I made some response comments above... what do you think?


----------



## SchubbyBelly93 (Dec 2, 2020)

I don't remember any specific responses to be honest. Of course I am always supportive and let her know how much i love her body! But again she isn't a fan of the extra weight and I don't want her to feel like I'm pushing her to gain or anything, so i usually just laugh it off and say "you know i dont mind blah blah blah"
You are absolutely right on the tight shirt comment though! Its tight and rides up her belly when she sits so it's definitely staying in the closet and it's for my eyes only.


----------



## SchubbyBelly93 (Dec 2, 2020)

extra_m13 said:


> mine... there has been plenty of discussions with the wife about not having enough room in the closet due to the fact that most of her clothes or at least a lot of it dont fit. so one very fine morning i was at the office and i receive a message, a photo, with lots of clothes that she was ready to give away because 'i do not think i will be that size ever again' that was super hot. she was a bit sad but the gain has been significant and its been almost 5 years and there is no going back i hope. was not the best comment for the moment but i was hoping she gains a lot this winter...


I expect my wife to run into this too!

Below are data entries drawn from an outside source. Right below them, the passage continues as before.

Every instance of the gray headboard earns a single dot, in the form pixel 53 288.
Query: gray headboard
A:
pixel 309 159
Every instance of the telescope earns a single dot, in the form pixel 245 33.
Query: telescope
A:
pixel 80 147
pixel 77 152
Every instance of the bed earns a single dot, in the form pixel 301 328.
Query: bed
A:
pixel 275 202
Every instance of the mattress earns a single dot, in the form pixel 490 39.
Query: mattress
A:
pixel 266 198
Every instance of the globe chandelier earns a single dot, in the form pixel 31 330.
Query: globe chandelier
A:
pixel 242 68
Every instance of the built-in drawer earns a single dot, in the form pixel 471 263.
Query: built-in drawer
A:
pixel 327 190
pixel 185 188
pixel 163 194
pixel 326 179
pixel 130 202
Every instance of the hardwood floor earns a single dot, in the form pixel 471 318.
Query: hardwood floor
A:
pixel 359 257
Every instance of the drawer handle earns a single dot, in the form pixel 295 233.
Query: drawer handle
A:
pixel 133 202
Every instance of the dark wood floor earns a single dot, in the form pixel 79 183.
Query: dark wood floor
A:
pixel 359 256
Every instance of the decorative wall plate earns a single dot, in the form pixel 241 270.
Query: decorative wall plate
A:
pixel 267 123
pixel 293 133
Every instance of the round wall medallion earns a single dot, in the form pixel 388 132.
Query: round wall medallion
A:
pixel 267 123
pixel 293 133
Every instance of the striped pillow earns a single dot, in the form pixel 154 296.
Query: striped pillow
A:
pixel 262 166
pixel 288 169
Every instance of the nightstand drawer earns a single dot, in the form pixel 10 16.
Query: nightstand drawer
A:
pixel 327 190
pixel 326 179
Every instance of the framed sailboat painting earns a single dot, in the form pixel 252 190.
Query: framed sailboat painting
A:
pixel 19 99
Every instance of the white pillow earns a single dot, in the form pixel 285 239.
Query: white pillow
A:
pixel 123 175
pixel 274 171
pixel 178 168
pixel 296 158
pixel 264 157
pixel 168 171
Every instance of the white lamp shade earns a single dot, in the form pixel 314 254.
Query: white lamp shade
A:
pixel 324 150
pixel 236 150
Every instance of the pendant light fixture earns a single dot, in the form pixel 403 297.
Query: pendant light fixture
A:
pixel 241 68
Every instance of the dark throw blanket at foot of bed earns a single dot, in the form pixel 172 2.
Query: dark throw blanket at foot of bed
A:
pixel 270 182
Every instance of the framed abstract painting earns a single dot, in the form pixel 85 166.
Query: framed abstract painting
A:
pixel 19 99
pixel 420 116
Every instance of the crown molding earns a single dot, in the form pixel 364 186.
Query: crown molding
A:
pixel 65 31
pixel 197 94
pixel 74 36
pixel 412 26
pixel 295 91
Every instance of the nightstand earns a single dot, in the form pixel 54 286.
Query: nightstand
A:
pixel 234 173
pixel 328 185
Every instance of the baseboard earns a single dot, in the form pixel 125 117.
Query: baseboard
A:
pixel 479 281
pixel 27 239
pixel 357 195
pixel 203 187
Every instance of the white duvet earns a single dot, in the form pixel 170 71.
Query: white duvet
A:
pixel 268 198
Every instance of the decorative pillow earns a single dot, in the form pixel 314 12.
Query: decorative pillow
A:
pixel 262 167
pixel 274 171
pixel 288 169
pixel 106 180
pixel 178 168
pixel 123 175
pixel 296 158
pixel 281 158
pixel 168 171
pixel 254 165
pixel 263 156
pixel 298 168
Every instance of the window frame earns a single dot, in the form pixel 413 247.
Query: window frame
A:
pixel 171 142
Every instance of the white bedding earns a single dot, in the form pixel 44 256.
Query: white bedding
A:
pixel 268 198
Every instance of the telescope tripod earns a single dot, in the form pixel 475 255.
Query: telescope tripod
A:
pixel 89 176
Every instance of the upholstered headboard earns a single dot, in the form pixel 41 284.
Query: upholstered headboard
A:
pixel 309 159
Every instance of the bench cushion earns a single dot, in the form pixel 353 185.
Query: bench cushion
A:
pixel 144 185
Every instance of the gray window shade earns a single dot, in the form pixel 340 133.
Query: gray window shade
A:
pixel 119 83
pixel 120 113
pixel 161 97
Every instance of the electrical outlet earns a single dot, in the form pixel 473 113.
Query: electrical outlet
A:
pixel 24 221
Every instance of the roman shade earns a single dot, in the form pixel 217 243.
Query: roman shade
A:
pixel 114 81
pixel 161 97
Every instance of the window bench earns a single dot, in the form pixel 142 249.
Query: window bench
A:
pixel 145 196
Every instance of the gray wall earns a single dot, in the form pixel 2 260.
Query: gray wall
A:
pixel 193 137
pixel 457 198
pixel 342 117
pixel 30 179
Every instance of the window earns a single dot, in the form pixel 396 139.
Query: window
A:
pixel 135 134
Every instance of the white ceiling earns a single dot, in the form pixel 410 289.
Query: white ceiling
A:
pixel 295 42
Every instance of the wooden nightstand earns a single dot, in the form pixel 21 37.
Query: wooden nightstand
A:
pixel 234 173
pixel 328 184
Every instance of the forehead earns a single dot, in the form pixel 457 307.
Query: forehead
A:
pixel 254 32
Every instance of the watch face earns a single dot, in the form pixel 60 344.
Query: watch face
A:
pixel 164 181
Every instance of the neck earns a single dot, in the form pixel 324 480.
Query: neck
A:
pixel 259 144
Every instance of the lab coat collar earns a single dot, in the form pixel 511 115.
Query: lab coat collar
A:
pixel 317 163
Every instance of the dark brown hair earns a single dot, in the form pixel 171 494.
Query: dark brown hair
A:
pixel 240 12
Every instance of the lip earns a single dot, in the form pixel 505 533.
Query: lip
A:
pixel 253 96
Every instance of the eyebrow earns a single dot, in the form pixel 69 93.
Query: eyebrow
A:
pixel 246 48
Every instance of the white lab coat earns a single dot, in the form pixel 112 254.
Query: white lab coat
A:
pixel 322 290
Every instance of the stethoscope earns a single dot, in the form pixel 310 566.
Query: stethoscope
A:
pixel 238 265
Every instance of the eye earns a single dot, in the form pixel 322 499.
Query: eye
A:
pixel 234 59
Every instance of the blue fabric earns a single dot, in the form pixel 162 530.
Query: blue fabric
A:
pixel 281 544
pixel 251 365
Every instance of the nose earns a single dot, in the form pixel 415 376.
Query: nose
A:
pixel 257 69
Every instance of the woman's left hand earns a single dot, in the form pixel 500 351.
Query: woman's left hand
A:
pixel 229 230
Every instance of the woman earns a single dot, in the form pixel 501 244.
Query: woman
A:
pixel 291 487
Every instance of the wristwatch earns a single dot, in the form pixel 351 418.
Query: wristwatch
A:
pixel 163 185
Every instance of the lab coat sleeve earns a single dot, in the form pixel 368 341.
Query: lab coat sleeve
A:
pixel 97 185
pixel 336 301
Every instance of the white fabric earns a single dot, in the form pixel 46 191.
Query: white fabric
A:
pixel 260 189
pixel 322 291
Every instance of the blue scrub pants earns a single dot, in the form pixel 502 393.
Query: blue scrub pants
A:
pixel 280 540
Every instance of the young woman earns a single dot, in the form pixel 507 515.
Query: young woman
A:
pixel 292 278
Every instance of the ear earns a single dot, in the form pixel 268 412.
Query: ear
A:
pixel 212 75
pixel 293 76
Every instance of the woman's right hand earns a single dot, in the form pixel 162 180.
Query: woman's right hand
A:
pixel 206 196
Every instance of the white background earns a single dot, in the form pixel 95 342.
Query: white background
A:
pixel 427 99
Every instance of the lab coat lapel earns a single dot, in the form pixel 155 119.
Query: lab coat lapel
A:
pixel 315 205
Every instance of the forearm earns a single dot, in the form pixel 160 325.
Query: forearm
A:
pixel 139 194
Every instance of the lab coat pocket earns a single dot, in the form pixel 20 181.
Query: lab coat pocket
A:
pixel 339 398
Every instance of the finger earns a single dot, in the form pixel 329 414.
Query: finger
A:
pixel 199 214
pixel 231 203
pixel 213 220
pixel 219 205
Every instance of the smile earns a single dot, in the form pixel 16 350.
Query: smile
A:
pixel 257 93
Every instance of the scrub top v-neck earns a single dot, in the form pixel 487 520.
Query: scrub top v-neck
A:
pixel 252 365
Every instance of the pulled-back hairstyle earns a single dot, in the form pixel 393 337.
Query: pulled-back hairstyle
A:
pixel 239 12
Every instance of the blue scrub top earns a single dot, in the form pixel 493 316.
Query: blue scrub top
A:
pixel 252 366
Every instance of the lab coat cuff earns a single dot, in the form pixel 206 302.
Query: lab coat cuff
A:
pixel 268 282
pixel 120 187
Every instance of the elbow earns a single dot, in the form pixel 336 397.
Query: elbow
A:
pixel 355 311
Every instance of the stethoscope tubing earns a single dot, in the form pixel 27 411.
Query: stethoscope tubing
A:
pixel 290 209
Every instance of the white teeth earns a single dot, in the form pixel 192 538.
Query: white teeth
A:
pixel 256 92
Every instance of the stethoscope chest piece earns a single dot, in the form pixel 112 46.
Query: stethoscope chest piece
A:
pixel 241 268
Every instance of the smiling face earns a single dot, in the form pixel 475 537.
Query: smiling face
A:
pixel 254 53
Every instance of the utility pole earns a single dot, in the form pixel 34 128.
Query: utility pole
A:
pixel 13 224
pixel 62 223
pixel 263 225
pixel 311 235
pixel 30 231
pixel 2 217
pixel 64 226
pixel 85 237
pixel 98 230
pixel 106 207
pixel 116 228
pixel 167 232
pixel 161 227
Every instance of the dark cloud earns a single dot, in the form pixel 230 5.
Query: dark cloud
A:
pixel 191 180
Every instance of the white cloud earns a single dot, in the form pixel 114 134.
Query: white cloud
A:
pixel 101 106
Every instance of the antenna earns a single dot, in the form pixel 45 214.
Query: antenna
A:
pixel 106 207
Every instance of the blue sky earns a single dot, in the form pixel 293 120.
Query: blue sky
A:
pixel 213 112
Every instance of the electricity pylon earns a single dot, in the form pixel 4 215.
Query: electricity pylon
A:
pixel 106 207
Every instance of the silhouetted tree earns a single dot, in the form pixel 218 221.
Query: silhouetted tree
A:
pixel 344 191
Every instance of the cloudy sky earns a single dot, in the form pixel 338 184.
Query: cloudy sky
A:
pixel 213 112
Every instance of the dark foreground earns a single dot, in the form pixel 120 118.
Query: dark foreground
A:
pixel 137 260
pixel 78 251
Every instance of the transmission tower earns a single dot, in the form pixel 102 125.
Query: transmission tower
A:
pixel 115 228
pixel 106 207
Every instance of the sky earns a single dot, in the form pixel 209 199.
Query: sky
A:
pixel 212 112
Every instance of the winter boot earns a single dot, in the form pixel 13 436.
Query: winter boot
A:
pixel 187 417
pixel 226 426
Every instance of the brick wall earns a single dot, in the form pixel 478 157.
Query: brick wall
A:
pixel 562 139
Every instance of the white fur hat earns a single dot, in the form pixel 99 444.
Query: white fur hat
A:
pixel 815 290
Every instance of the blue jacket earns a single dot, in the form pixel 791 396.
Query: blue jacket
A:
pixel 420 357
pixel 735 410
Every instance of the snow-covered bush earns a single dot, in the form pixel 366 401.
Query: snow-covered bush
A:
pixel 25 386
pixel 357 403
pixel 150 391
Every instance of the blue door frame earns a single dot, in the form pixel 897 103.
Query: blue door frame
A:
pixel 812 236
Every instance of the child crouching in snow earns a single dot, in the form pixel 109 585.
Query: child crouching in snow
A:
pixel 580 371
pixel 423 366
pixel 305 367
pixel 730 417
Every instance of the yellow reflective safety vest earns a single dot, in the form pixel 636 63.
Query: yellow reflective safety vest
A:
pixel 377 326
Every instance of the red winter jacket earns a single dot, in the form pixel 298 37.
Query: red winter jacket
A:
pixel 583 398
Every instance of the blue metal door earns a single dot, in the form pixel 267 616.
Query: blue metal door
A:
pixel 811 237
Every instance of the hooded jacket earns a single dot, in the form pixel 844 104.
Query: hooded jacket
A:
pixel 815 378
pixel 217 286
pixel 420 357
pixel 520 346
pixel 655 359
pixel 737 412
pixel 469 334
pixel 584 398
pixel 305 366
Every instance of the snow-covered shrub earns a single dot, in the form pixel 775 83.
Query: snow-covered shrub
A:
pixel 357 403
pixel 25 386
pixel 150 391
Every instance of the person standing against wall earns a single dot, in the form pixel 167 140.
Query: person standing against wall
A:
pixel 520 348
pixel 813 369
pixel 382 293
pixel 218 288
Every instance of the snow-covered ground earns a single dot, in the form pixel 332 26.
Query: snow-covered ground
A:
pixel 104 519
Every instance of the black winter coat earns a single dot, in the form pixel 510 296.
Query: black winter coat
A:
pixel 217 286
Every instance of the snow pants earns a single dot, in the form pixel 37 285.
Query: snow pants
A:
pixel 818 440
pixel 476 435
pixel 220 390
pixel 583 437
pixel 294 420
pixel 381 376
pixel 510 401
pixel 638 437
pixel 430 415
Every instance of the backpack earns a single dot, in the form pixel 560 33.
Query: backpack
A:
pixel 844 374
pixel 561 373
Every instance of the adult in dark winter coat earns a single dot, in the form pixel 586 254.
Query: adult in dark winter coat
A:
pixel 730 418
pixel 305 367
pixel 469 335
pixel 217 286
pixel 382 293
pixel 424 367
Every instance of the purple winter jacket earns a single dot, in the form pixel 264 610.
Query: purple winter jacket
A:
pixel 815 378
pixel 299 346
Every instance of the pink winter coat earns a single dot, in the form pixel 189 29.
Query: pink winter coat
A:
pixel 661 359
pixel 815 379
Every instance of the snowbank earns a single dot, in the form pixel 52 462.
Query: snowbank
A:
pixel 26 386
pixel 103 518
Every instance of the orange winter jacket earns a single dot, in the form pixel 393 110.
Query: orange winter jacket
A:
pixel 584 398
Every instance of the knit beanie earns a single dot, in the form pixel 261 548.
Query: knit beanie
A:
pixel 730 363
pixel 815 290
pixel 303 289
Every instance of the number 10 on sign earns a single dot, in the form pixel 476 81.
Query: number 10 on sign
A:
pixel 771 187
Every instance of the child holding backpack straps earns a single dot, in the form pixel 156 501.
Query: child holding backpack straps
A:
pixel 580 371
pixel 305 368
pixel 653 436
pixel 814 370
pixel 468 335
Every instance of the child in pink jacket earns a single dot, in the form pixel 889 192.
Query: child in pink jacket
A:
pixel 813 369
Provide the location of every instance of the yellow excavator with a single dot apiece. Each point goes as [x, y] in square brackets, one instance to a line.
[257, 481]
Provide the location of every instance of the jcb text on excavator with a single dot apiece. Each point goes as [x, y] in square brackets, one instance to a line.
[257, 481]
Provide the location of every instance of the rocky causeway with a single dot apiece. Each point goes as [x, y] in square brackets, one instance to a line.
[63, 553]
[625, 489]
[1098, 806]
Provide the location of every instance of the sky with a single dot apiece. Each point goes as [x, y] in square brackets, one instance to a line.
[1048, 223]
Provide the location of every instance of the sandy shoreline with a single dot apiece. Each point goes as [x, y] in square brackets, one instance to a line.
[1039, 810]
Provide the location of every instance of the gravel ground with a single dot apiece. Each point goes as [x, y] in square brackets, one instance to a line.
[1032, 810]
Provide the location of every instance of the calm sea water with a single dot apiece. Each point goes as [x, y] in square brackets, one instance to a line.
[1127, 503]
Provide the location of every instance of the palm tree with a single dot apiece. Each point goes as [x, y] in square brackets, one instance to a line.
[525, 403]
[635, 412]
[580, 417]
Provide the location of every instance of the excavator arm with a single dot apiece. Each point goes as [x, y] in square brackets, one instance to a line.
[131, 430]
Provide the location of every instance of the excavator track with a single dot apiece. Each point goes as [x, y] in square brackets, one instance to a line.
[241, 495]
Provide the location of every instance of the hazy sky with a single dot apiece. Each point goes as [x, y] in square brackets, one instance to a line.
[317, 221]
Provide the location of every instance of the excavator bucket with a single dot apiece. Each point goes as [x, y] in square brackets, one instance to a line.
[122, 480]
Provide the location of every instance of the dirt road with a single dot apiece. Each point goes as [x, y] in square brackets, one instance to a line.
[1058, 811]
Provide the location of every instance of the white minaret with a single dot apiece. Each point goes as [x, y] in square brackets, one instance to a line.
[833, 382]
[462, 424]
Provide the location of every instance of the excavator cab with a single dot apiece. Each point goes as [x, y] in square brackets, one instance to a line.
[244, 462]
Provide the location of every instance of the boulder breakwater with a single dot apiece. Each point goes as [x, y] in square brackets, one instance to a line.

She's got a lot of clothes that were getting a little snug before covid, i can't wait to see what they look like now. Maybe make a night of trying on her 'too small' clothes!


----------



## extra_m13 (Dec 2, 2020)

the key i guess is to have an emotionally balanced partner who can accept gains when they come. now she has gone crazy and want to have a balloon in the stomach , oh my...


----------



## LarryTheNoodleGuy (Dec 16, 2020)

My (then) GF threw a party and she has a LOT of friends. At the height of the music, conversation, libations, etc, I saw her standing with her girlfriends next to the table and chairs. She put a leg up on the chair - she was wearing short-shorts - and said "Look how big I'm getting!" and grabbed the fat on her thigh and shook it. There was a collective and benevolent "Wow!" She had no idea I was watching and dying...omg, so cute an' sexy...


----------



## SchubbyBelly93 (Dec 17, 2020)

A recent development in the list of unintentionally hot things my wife has told me: "I sat on this bench and heard a loud crack"

I investigated and lo and behold there were 2 cracks in the wood right in the middle of our bench! Most likely just cheap, crappy materials and poor construction (thanks HomeGoods). She's maybe 170, so not unbearable for a bench, but still pretty hot that I had to reinforce it so we could sit on it again.


----------



## SSBHM (Dec 17, 2020)

SchubbyBelly93 said:


> A recent development in the list of unintentionally hot things my wife has told me: "I sat on this bench and heard a loud crack"
> 
> I investigated and lo and behold there were 2 cracks in the wood right in the middle of our bench! Most likely just cheap, crappy materials and poor construction (thanks HomeGoods). She's maybe 170, so not unbearable for a bench, but still pretty hot that I had to reinforce it so we could sit on it again.



Ahhhh so you made a wise crack!


----------



## SchubbyBelly93 (Dec 30, 2020)

Now that I'm writing them down, the unintentionally hot comments just keep coming! Recently my wife told me that for her upcoming birthday, i should get her a whole dairy queen ice cream cake. The hottest part was she told me she didnt want to share it with any guests, it would just be for us. How many of you think i could turn it into some birthday belly rubs while feeding her ice cream cake?


----------



## EmilyEW (Dec 31, 2020)

LarryTheNoodleGuy said:


> My (then) GF threw a party and she has a LOT of friends. At the height of the music, conversation, libations, etc, I saw her standing with her girlfriends next to the table and chairs. She put a leg up on the chair - she was wearing short-shorts - and said "Look how big I'm getting!" and grabbed the fat on her thigh and shook it. There was a collective and benevolent "Wow!" She had no idea I was watching and dying...omg, so cute an' sexy...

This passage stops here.